The Rookie Lawyer
25/11/2025
Reading time: five minutes
A recent LexisNexis report found that 61% of legal professionals now use generative AI for work purposes. It also discovered that those at private practice firms were more inclined to use legal tools relative to others. This is also evident from firms’ websites, which are increasingly spotlighting their engagement with the realm of AI and legal technology – whether it’s starting a tech-exclusive blog like Withers LLP, or forming incubators to support and grow legal tech start-ups (like Mishcon de Reya LLP’s MDR Lab or A&O Shearman’s Fuse).
As an aspiring solicitor, I frequently come across references to AI on law firm websites without fully understanding its significance or what it tells me about the firm’s relationship to current technological developments. Therefore, the aim of this article is to explore the different categories of legal AI software, outline their functions and better understand the role of AI in law firms. If you’re researching firms this application cycle and new to the realm of legal AI, read on!
Contract review AI software uses AI tools to analyse, interpret and locate valuable legal and business information from contracts. It identifies key clauses and inconsistencies between documents, by not only using a keyword search, but also analysing the meaning of legal concepts.
There are a number of examples:
If you’re applying to a firm with a heavy disputes focus, you may have come across this term before. e-discovery describes the process of using AI to comb through files for relevant data to use in legal proceedings. The AI identifies data that’s useful for a case, the relevant documents are placed in a legal hold so that they cannot undergo editing, and they’re then reviewed and shared with the other party before being used in legal proceedings.
For example, RelativityOne sifts through raw data from email, documents and social media to find key relevant information. It also offers generative AI to improve key e-discovery tasks, such as prioritising and reviewing critical documents and constructing case narratives from documents to ease case preparation.
AI-powered legal research software allows legal professionals to access and search comprehensive legal databases, including regulations, statutes and case law across various jurisdictions. These platforms can't do the work for you, but they do make research more efficient – allowing lawyers to conduct more comprehensive research at higher speeds, saving them time and saving clients’ money.
These platforms use AI to provide predictive analysis, make document review more efficient and ease legal case research.
Predictive analytics, as the name suggests, involves using statistical modelling and data analytics to predict the outcome of a case based on legal precedent from large historical datasets, identify patterns and inform legal strategy.
For example, Premonition uses machine learning to analyse a large set of data on judges, lawyers and parties. This supports firms in crafting a case strategy as well as understanding the likely outcome of a case.
Providing templates for law firms to use, allowing lawyers to tailor these templates to clients and fill form fields directly from case records, saving lawyers time and effort.
For example, ContractPodAi is a contract lifecycle management company that uses AI to help firms and businesses automate, analyse and manage contracts.

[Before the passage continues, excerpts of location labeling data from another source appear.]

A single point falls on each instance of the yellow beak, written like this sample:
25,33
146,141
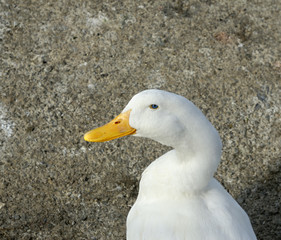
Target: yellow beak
118,127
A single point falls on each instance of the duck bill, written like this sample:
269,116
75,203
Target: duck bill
118,127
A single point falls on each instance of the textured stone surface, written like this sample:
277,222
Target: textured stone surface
69,66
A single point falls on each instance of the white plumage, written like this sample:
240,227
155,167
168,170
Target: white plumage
178,197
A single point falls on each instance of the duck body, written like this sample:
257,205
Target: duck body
167,212
178,197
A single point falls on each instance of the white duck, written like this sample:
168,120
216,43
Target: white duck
179,199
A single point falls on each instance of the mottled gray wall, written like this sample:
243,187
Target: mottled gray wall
69,66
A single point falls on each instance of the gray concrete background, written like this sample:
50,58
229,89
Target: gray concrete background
70,66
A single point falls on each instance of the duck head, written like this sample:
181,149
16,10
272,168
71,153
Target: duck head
164,117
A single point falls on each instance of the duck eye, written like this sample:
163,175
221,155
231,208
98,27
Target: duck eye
153,106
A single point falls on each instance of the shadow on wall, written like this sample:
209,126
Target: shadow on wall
262,203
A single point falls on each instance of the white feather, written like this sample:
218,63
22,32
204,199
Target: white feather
178,197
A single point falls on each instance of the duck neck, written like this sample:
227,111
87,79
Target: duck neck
199,158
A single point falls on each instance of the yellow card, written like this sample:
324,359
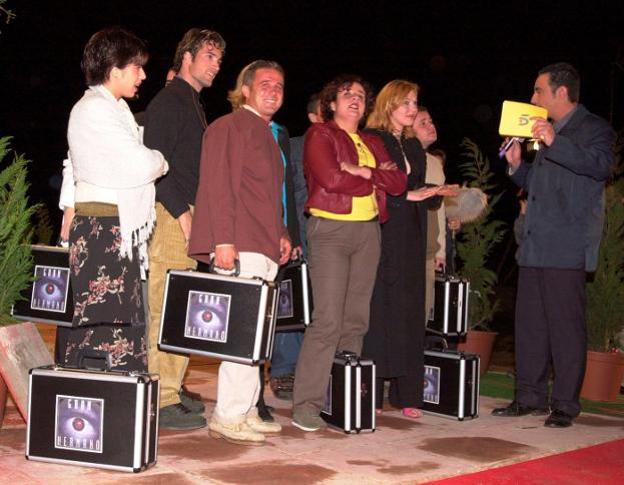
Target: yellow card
515,118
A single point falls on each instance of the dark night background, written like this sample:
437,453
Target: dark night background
467,57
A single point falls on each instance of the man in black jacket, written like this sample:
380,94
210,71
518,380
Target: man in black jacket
559,244
174,124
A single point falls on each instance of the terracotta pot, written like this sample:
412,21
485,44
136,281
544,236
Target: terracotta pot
3,397
603,376
480,343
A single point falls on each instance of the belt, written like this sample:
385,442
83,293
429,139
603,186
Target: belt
96,209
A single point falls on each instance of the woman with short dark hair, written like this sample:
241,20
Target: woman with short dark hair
114,176
348,174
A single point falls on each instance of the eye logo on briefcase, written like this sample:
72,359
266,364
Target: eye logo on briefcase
50,289
285,303
79,423
431,388
207,316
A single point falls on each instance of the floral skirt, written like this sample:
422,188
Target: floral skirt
109,312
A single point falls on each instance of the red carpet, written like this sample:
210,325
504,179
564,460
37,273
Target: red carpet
594,465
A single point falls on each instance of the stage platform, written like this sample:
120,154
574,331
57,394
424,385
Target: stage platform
401,450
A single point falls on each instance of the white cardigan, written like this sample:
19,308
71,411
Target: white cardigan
110,164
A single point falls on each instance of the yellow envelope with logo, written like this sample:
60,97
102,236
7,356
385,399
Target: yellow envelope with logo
515,118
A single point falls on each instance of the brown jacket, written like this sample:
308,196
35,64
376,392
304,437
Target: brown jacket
329,188
239,194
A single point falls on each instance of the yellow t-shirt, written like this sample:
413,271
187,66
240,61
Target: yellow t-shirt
362,208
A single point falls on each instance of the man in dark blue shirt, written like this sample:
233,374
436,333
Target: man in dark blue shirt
559,244
174,124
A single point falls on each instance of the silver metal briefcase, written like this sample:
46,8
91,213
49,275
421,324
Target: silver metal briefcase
225,317
101,419
450,306
49,298
451,385
350,399
294,307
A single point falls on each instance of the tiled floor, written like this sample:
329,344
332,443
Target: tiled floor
399,451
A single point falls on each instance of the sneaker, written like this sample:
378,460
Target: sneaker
178,416
261,426
308,422
264,412
191,401
282,386
239,433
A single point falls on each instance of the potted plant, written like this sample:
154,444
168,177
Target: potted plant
605,299
15,236
475,244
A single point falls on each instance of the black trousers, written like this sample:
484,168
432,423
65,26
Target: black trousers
550,328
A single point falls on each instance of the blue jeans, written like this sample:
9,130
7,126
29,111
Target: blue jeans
285,353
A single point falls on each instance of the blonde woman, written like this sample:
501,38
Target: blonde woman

These tools, such as Spellbook, help lawyers draft legal documents, allowing them to prepare, review, and format documents efficiently and swiftly.
Of course, there are software that combine the above features. These are the names taking the legal world by storm. You might have heard of a few of them:
Harvey
If you've read any piece of legal news from the past couple of years, you would’ve heard of Harvey. As the biggest and most well-known legal tech startup, this platform supplies firms and legal departments in over 50 countries. It’s built on a version of OpenAI's GPT AI, combined with general legal data such as case law, to support firms with contract analysis, due diligence, litigation and compliance. It can also provide insights based on data, as well as predicting case outcomes.
Legora (formerly Leya)
Many firms, from the magic circle to mid-market firms, use Legora (according to firm websites). This Swedish startup was valued at $675 million in May in an investment funding round. It uses AI to manage routine legal work, such as research, drafting and reviewing contracts.
Clio
Clio is a Canadian-owned cloud-based management software that supports law firms by automating legal tasks, centralising client and case information and making billing more efficient. Through one platform, it provides tools for client intake, scheduling, document management, invoicing, time and expense tracking.
vLex
vLex provides an extensive legal database of over one billion legal documents in over 100 countries, providing legal and regulatory information such as legislation and case law.
Though AI is revolutionising the future for lawyers, the common thread here is that firms are using this technology in a way that compliments, rather than replaces, their solicitors. From easing the process of contract review to producing document templates that can be according to a client, it's clear that the foreseeable future with AI involves AI working with lawyers to meet client's demands more efficiently. In this early age of AI, the software may sketch the outline, but solicitors are still needed to colour in the details with that essential human touch.